Both sympathetic stimulation and catecholamines cause coronary vasodilation. They do it indirectly, however, since the direct effect of sympathetico-adrenal stimulation is vasoconstriction due to the greater preponderance of α receptors over β receptors in the coronary vessels. Sympathetic activation stimulates myocardial contractility; it is the metabolic changes that result from this stimulation and that cause the vasodilation via autoregulation.

Vagal stimulation has two conflicting effects on the coronary vessels. It causes vasoconstriction via direct stimulation of the vessel’s smooth muscle, but vagal stimulation also stimulates the coronary endothelium to release EDRF (Endothelium Derived Relaxing Factor) which relaxes coronary smooth muscle cells. The net effect of vagal stimulation is a slight vasodilation, but the effect probably has little physiological significance.


The skeletal muscle comprises more than one half of the total body weight, but it receives only approximately 17% of the cardiac output and uses only approximately 27% of the total oxygen consumed at rest. During muscular exercise, the vasodilation and opening of previously non-circulating vessel cause marked increases in muscle blood flow and oxygen consumption. The variations in blood flow and oxygen consumption are much larger in the skeletal muscle than in other tissues and organs. Blood vessels in the skeletal muscle are regulated by many different neural and humoral factors, and their control is probably the most complicated among the various regional circulations (see Figure).

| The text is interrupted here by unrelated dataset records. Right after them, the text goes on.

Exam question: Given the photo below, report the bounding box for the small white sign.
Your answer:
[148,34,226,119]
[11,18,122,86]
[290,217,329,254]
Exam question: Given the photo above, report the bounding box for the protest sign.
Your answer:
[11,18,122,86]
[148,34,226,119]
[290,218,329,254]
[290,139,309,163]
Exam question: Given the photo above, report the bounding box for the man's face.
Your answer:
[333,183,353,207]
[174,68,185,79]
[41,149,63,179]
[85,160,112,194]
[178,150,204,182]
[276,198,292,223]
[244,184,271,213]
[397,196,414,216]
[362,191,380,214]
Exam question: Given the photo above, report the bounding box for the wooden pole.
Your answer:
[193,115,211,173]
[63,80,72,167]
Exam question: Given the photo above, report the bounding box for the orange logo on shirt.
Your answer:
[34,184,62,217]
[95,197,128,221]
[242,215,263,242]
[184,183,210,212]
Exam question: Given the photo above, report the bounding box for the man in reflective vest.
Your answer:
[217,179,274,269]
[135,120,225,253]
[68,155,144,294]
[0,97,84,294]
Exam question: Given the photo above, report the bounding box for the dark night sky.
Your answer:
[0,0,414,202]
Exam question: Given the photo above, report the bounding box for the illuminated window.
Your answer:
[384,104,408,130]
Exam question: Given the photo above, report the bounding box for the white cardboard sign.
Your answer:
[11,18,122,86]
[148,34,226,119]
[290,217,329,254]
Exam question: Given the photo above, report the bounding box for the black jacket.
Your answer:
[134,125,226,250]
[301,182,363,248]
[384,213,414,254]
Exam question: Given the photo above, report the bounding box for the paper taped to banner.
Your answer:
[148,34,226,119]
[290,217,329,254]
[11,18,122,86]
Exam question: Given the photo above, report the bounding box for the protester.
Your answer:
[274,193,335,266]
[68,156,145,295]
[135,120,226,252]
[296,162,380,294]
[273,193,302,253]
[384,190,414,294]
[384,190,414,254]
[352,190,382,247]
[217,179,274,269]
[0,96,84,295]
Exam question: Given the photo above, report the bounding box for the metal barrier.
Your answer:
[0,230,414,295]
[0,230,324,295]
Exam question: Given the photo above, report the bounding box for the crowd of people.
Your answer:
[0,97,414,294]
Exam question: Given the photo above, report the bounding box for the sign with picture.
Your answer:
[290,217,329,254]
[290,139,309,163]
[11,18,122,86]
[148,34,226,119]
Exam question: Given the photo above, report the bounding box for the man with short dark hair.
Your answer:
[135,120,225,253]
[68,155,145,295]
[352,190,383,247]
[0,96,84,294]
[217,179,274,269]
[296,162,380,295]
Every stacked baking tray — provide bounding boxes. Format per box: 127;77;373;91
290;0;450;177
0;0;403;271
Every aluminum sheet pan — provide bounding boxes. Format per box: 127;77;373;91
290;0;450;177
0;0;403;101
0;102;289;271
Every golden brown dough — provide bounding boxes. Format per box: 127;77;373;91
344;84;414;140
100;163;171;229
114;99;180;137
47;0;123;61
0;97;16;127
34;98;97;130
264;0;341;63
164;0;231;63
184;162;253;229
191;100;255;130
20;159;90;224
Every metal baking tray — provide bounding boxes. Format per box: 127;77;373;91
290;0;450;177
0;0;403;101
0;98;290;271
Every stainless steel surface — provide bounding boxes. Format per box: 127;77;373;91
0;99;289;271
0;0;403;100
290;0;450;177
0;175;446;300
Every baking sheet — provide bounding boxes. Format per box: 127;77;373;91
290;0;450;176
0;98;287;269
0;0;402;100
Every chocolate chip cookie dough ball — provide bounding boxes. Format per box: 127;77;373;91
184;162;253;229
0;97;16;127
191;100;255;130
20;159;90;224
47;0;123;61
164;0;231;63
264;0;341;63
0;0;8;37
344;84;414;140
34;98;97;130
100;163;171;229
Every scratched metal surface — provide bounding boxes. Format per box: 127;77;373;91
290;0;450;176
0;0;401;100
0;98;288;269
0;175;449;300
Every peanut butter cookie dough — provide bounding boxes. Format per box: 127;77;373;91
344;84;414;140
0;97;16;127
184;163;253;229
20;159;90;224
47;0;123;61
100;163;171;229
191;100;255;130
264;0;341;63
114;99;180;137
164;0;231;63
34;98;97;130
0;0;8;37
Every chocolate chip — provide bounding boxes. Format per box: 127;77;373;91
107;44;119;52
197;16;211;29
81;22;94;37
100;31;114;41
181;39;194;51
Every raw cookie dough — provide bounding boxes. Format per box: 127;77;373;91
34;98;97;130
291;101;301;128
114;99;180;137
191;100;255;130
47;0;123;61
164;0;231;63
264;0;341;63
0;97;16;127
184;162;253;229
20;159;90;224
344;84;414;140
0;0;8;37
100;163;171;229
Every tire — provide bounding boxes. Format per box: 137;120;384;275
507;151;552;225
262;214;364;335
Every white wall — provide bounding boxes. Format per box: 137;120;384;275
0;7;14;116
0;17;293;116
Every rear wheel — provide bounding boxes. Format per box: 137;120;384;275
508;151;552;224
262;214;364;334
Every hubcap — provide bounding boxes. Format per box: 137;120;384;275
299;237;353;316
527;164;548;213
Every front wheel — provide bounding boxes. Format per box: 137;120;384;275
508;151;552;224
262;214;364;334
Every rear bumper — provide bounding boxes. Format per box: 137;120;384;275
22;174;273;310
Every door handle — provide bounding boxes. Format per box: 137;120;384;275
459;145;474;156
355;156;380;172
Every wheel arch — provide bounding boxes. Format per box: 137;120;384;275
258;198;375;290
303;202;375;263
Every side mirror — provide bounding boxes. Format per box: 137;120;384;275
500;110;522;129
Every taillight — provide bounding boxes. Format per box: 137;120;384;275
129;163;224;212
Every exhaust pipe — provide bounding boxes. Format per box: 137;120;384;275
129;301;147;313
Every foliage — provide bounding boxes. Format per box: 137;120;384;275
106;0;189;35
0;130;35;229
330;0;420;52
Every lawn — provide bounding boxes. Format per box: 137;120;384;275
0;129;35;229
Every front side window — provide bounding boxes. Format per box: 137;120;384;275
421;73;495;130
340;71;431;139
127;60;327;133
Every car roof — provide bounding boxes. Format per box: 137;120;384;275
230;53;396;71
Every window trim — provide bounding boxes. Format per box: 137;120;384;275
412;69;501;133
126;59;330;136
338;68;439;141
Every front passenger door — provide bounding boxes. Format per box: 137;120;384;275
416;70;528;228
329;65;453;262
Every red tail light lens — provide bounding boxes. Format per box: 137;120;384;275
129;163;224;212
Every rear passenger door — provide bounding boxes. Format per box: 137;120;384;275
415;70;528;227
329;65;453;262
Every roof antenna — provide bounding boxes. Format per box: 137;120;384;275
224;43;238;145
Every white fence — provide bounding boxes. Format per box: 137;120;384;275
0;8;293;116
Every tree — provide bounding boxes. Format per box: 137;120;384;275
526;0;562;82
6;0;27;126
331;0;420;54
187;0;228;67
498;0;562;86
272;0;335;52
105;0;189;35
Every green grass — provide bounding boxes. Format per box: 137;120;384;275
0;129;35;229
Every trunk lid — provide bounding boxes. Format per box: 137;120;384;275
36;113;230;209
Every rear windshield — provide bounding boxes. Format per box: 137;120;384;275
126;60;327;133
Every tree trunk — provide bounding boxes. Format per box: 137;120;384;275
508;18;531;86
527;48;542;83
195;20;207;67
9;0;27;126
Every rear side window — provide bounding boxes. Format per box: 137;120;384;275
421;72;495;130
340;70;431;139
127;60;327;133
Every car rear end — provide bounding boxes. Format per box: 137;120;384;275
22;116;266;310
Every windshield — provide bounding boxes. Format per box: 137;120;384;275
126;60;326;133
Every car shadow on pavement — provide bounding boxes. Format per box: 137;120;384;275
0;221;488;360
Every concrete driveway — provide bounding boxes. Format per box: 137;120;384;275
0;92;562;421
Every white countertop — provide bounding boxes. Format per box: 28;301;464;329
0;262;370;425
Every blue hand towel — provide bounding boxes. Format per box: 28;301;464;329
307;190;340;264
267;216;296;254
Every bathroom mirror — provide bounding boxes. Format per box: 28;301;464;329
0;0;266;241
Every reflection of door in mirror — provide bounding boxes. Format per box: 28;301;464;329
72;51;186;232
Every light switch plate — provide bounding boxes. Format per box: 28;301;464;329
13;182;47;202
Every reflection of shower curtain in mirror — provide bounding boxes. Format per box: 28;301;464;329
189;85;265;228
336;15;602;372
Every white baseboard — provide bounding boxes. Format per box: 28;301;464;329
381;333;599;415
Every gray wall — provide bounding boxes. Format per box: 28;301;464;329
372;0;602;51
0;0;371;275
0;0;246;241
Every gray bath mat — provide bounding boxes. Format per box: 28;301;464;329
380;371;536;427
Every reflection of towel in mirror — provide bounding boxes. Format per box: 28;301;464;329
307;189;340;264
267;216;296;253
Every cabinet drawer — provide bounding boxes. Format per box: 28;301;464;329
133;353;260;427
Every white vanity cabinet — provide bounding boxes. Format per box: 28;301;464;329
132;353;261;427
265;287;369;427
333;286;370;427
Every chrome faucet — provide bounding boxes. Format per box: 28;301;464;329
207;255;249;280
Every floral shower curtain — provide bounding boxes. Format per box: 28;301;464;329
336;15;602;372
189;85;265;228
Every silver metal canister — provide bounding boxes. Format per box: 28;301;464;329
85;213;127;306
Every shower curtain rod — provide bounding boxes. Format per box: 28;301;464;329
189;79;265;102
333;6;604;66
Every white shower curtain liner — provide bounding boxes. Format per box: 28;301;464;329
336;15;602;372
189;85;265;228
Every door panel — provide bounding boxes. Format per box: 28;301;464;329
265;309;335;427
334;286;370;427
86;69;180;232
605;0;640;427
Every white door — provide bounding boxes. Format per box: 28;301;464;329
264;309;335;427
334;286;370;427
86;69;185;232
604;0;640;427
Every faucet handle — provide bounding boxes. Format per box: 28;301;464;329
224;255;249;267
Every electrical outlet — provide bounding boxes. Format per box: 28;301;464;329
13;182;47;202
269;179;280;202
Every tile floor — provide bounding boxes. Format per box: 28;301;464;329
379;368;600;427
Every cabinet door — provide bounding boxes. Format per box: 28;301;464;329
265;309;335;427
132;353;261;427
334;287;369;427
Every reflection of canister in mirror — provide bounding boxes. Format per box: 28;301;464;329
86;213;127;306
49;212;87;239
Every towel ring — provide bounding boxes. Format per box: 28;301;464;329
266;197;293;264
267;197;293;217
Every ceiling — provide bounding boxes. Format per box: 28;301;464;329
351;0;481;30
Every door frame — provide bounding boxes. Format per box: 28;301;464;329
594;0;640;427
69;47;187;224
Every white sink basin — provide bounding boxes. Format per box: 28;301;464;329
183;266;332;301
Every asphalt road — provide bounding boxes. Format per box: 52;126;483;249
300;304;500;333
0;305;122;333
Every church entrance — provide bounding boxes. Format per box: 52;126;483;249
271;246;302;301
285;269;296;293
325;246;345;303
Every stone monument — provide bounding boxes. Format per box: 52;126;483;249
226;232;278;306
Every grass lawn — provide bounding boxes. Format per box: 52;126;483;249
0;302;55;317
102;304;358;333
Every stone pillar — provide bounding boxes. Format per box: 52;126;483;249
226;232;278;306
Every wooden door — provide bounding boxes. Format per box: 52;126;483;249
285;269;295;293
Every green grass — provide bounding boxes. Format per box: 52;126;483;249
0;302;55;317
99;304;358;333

The skeletal muscle vessels contain both α and β adrenergic receptors. The α receptors are innervated by sympathetic adrenergic nerves. The activation of sympathetic adrenergic system following hemorrhage, hypoxemia, or exposure to cold causes the release of norepinephrine, which combines with the α receptors to constrict skeletal muscle vessels. The β receptors in the skeletal muscle vessels are more abundant than the α receptors. The β receptors in the skeletal muscle are not innervated, however, and therefore respond only to the blood-borne catecholamines secreted by the adrenal medulla or administered therapeutically. When catecholamines bind to the β receptors of skeletal muscle vessels, the vessels dilate. Due to the greater abundance of β receptors, the blood borne catecholamines, especially epinephrine, cause vasodilation in the skeletal muscle.


In addition to the α and β adrenergic receptors, skeletal muscle vessels also contain the γ cholinergic receptors which are innervated by the sympathetic cholinergic nerves. As shown in the following diagram, the sympathetic cholinergic nerves are under the influence of the cerebral cortex and the hypothalamus. The combination of the acetylcholine released at the postganglionic nerve endings with the γ receptors causes vasodilation of the skeletal muscle. This system is activated by anticipation of exercise and by emotional stimuli, e.g., the sight of blood, and the resulting sudden vasodilation in the skeletal muscle may cause significant reductions in arterial pressure and cerebral blood flow, leading to fainting.


The accumulation of CO2 and acid metabolites and the reduction in PO2 cause vasoldilation in the skeletal muscle. This is the most important factor causing muscular vasodilation during exercise, leading to increases in skeletal muscle blood flow by a much as 20-25 fold and increases in oxygen consumption of more than 40 fold.